Various preliminary matters were discussed with an energy of utterance, and a fitness of speech, which would have put to shame the general elocution of both the pulpit and the bar. At length, however, a certain semi (second-classman, or more popularly sheep) stood up to give his opinion on some subject in dispute, and attempting to speak too soon after his dinner, for he was one of the more fashionable order, hemmed and stammered till the weariness of the assembly burst upon him in a perfect torrent of hisses and other animal exclamations. Among the loudest in this inarticulate protestation, were some of the red-gowned bejans, and the speaker kindled with wrath at the presumption of the yellow-beaks (becs jaunes: bejans), till, indignation bursting open the barriers of utterance, he poured forth a torrent of sarcastic contempt on the young clod-hoppers, who, having just come from herding their fathers' cows, could express their feelings in no more suitable language than that of the bovine animals which had been their principal and fit associates. As he sat down, his eyes rested with withering scorn upon Alec Forbes, who instantly started to his feet amidst a confusion of plaudits and hisses, but, finding it absolutely impossible to speak so as to be heard, contented himself with uttering a sonorous ba-a-a-a, and instant dropped into his seat, all the other outcries dissolving in shouts of laughter. In a moment he received a candle full in the face; its companions went flying in all directions, and the room was in utter darkness. A scramble for the door followed; and amidst struggling, shouting, and swearing, the whole company rolled down the stair into the quadrangle, most of them without their caps, and some with their new gowns torn from bottom to top. The night was hideous with the uproar. In the descent, Alec received a blow on the head which half stunned him; but he did not imagine that its severity was other than an accident of the crush. He made the best of his way home, and went to bed.

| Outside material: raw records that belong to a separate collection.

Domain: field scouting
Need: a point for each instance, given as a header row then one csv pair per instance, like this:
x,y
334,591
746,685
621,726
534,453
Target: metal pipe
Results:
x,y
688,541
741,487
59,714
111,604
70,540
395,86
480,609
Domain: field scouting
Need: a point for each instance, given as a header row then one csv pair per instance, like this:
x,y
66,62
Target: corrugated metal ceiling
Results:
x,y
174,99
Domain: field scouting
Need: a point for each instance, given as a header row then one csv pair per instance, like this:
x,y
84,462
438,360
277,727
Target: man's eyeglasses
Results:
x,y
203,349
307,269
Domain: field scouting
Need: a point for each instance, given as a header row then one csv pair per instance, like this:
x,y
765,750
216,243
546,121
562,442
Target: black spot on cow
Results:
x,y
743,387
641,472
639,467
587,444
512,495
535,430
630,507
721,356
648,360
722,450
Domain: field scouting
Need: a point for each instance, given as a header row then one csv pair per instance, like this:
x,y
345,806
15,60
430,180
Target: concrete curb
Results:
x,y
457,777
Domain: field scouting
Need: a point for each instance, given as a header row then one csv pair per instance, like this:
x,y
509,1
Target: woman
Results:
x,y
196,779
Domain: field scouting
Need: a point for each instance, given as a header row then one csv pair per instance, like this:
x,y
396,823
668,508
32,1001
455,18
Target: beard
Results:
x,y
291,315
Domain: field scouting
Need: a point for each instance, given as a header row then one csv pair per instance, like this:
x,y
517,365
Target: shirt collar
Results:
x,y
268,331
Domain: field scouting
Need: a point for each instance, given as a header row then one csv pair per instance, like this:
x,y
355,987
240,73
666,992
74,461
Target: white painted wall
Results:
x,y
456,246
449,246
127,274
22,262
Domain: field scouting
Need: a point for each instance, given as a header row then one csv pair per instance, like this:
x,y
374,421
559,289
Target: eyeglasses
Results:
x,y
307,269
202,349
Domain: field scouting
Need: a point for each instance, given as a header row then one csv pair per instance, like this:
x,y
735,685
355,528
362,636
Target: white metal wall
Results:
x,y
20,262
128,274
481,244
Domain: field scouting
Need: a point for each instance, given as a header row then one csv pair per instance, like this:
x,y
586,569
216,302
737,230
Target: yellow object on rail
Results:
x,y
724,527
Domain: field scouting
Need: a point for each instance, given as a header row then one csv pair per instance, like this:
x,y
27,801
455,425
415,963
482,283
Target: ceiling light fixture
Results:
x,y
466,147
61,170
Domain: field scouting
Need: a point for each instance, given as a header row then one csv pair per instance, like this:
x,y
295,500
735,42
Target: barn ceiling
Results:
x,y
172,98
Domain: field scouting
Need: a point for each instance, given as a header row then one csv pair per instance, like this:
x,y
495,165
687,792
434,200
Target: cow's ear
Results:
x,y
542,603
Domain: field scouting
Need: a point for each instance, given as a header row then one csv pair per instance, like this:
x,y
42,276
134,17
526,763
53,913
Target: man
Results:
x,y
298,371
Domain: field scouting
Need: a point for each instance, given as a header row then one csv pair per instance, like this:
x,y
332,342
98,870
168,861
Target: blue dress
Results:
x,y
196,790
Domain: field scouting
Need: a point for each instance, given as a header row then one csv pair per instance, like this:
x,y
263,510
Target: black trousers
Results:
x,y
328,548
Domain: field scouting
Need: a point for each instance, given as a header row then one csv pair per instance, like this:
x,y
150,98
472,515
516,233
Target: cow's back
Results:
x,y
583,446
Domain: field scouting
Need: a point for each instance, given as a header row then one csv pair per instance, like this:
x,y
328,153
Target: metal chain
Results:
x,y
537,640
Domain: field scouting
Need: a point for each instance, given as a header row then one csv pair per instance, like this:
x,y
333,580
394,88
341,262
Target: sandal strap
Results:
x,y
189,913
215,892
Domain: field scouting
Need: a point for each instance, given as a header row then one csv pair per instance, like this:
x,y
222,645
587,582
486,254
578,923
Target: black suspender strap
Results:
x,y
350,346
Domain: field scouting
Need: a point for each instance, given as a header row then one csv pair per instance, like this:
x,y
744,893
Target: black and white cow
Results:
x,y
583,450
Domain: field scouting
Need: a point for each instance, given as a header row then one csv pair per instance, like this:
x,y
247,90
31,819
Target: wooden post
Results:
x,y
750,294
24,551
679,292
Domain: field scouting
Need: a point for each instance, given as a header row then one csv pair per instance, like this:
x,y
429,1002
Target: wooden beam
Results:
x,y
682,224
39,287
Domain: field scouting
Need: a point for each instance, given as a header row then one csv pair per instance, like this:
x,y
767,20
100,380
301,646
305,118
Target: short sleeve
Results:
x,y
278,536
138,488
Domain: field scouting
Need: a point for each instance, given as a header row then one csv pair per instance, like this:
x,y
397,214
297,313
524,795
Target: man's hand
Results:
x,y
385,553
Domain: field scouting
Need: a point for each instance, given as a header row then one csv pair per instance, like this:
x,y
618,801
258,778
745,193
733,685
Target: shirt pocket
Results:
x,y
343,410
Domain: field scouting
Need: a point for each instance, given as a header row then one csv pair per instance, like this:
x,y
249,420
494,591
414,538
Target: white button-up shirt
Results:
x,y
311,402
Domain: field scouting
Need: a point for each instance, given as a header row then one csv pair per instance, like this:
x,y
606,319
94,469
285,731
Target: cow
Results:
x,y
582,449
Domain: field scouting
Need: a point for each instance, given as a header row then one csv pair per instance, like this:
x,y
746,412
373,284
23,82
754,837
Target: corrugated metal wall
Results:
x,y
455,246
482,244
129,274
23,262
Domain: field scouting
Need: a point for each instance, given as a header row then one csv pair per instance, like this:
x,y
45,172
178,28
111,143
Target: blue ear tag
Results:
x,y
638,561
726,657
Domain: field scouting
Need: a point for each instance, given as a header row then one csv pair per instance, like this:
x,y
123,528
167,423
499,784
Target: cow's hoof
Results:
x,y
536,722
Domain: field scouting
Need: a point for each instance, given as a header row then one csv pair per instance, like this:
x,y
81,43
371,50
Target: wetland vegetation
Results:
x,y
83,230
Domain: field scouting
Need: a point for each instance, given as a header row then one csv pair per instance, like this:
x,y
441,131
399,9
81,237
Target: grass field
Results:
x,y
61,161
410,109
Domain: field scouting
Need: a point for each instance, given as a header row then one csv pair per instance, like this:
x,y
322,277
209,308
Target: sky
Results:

After this he was popular; and after this, as often as Patrick Beauchamp and he passed each other in walking up and down the arcade, Beauchamp's high curved upper lip would curve yet higher, and Alec would feel with annoyance that he could not sustain the glance of his gray eyes.
Beauchamp was no great favourite even in his own set; for there is one kind of religion in which the more devoted a man is, the fewer proselytes he makes: the worship of himself.